(B. R. H., New York.) We shall be glad to hear the results of your experiments, although we fear that you will destroy their vitality in the process you propose trying. Various agents have been employed, with a view to assist and hasten germination by an increased supply of oxygen. Chlorine, in a diluted state, has been used with advantage. It may be obtained by mixing a tablespoonful of muriatic acid with a like proportion of black oxide of manganese, and a pint of water. The seeds are steeped for two or three hours, and then sown. A better way would be, to introduce a weak stream of chlorine gas into the soil, after the seeds are sown; this you may obtain by mixing the above ingredients in a retort, and applying a gentle heat.

Oxalic acid has also been used as a steep, and found to be very effective, removing the seeds as soon as vegetation commences.

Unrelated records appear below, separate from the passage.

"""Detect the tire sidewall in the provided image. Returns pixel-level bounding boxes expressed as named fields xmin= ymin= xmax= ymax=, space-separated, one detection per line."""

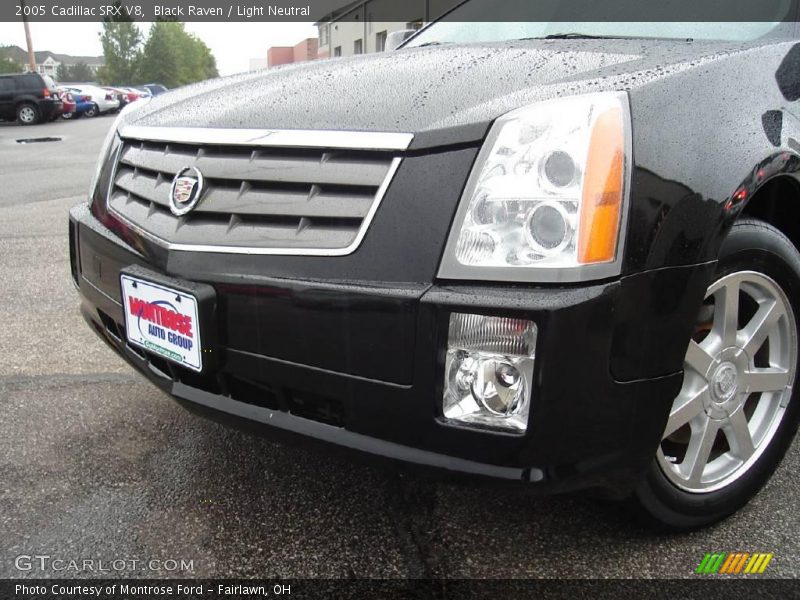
xmin=17 ymin=103 xmax=39 ymax=125
xmin=637 ymin=220 xmax=800 ymax=529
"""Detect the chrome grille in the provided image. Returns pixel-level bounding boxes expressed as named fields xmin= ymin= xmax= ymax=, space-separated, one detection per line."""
xmin=107 ymin=127 xmax=409 ymax=255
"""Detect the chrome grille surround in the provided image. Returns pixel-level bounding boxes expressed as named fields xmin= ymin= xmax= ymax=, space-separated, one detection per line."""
xmin=106 ymin=125 xmax=412 ymax=256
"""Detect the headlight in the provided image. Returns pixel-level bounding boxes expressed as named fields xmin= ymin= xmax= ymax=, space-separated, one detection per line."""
xmin=438 ymin=92 xmax=631 ymax=283
xmin=88 ymin=119 xmax=120 ymax=202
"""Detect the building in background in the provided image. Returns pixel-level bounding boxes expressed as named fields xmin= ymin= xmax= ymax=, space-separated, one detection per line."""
xmin=318 ymin=19 xmax=417 ymax=58
xmin=266 ymin=38 xmax=320 ymax=68
xmin=3 ymin=45 xmax=103 ymax=77
xmin=315 ymin=0 xmax=455 ymax=58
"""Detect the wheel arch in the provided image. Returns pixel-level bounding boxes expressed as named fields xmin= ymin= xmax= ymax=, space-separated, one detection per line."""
xmin=738 ymin=172 xmax=800 ymax=253
xmin=14 ymin=96 xmax=39 ymax=108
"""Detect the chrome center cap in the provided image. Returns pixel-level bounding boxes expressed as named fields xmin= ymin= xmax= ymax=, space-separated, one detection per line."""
xmin=711 ymin=362 xmax=739 ymax=403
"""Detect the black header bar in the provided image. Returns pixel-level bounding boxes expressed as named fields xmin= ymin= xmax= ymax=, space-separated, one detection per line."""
xmin=2 ymin=0 xmax=799 ymax=23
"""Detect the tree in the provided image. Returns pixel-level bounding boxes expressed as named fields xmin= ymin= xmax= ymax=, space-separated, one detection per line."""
xmin=97 ymin=17 xmax=142 ymax=84
xmin=0 ymin=46 xmax=22 ymax=74
xmin=138 ymin=22 xmax=180 ymax=86
xmin=58 ymin=61 xmax=93 ymax=83
xmin=138 ymin=22 xmax=218 ymax=88
xmin=55 ymin=63 xmax=68 ymax=82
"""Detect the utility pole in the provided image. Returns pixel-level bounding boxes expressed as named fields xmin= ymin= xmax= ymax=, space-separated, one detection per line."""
xmin=19 ymin=0 xmax=37 ymax=73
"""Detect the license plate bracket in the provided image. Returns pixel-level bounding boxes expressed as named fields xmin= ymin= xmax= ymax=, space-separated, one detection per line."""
xmin=119 ymin=265 xmax=217 ymax=373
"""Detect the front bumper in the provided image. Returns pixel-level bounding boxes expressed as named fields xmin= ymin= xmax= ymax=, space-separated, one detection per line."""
xmin=69 ymin=202 xmax=713 ymax=495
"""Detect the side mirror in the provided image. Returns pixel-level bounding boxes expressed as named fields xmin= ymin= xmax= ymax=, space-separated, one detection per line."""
xmin=385 ymin=29 xmax=417 ymax=52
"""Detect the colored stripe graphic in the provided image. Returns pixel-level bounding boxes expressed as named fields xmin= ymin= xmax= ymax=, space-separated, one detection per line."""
xmin=696 ymin=554 xmax=712 ymax=574
xmin=733 ymin=553 xmax=750 ymax=574
xmin=745 ymin=553 xmax=774 ymax=574
xmin=698 ymin=552 xmax=773 ymax=574
xmin=697 ymin=553 xmax=727 ymax=574
xmin=719 ymin=554 xmax=737 ymax=574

Seeds moistened with water, and then rolled in newly slacked lime, are said to vegetate more readily, but experiments on this subject have not been much extended, and you have, therefore, an ample field for indulging, as you say, your "fancy for horticultural experiments. " It may be well to remember, that seeds will not germinate unless in contact with, atmospheric air. And we have the authority of Saussure, that light forms no impediment to this process, and that the development of the plant is more rapid than when the seeds vegetate in darkness. Light has been considered injurious, but this may proceed from the difficulty of keeping seeds uniformly moist when placed on the surface.